O texto não aborda mudanças implementadas nas condutas tipificadas como


transgressão disciplinar, que constituem de fato o chamado “mundo das obrigações” para o
militar, pois é a partir das relações das infrações disciplinares que os comandantes podem atuar.
Contudo, percebe-se que Jaqueline Muniz não tinha a pretensão de esgotar o tema nas poucas
páginas desse texto, ela intencionou demonstrar também sua frustração com a rápida revogação
do novo regulamento e com a falta de reação dos atores envolvidos na recente aprovação
daquela norma.

O Decreto Regulamentar, que entrara em vigor em outubro de 2002, foi revogado nos
primeiros dias do novo governo que se iniciou em janeiro do ano seguinte. Uma nova comissão
teria avaliado aquele regulamento como “utópico” para a realidade da tropa fluminense. A
autora considera natural a quebra de projetos e programas de governo a partir de uma nova
gestão, mas demonstra perplexidade com a frágil reação dos policiais militares e de suas
entidades de classe:

[...] não foi observado nenhum movimento de pressão, articulado ou não, das
comissões de direitos humanos ou das organizações não governamentais que militam
em favor da democratização das polícias do Rio de Janeiro. Do mesmo modo, não se
notou uma tomada pública de posição – qualquer posição – de políticos, intelectuais,
e formadores de opinião que se ocupam da temática da segurança pública e, em
particular, da reforma das polícias no cenário carioca. [...] Apenas alguns poucos
militantes, PMs e pesquisadores davam conta do “boato do RDPM” e questionavam
nas pequenas rodas os possíveis reveses e retrocessos oriundos do cancelamento.
(MUNIZ, 2006. p. 72)

Num primeiro momento, Jaqueline Muniz, sem esconder sua decepção, não encontra
resposta para suas próprias indagações: como legitimar um processo de mudanças democrático
e participativo nas polícias para avançar na institucionalização de instrumentos de defesa dos
“direitos humanos dos policiais” quando os próprios policiais agem de maneira passiva?
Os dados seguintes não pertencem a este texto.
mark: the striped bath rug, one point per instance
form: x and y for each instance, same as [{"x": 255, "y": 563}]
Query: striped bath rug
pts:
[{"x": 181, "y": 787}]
Apesar de supor a ação de múltiplos fatores que possam ter influenciado a reação apática
dos policiais diante da revogação do “novo RDPM”, a autora aponta o chamado “bico” como
um deles. Para ela, um pacto de tolerância entre oficiais, suboficiais e praças, relativo ao
“segundo emprego” dos policiais teria sido ameaçado com o novo regulamento, uma vez que
essa prática está tão permeada na organização policial que formou uma rede informal de poder
que redireciona a estrutura hierárquica formal. Uma mudança de local de trabalho ou de escala
de serviço tende a ser mais eficiente que os mecanismos formais de controle da tropa. Essa
informalidade teria a preferência dos policiais, posto que suas atividades irregulares de trabalho
extraordinário são preservadas.

Apesar de amparar-se claramente na experiência pessoal, profissional e acadêmica da


autora, sem um viés propriamente científico, o texto expõe realidades que são conhecidas pelo
público interno de organizações policiais militares do Brasil e garante uma leitura agradável e
estimulante, graças ao olhar socioantropológico de uma mulher civil que defende a garantia dos
direitos humanos aos policiais militares e que pretende levantar discussões sobre o tema e
aguçar o olhar crítico desses profissionais.

REFERÊNCIAS

BITENCOURT, Cesar Roberto. Tratado de Direito Penal: parte geral, 1. 17. ed. rev., ampl. e
atual. de acordo com a Lei 12.550 de 2011. São Paulo: Saraiva, 2012.

LOPES JUNIOR, Aury. Direito processual penal. 17. ed. São Paulo: Saraiva Educação, 2020.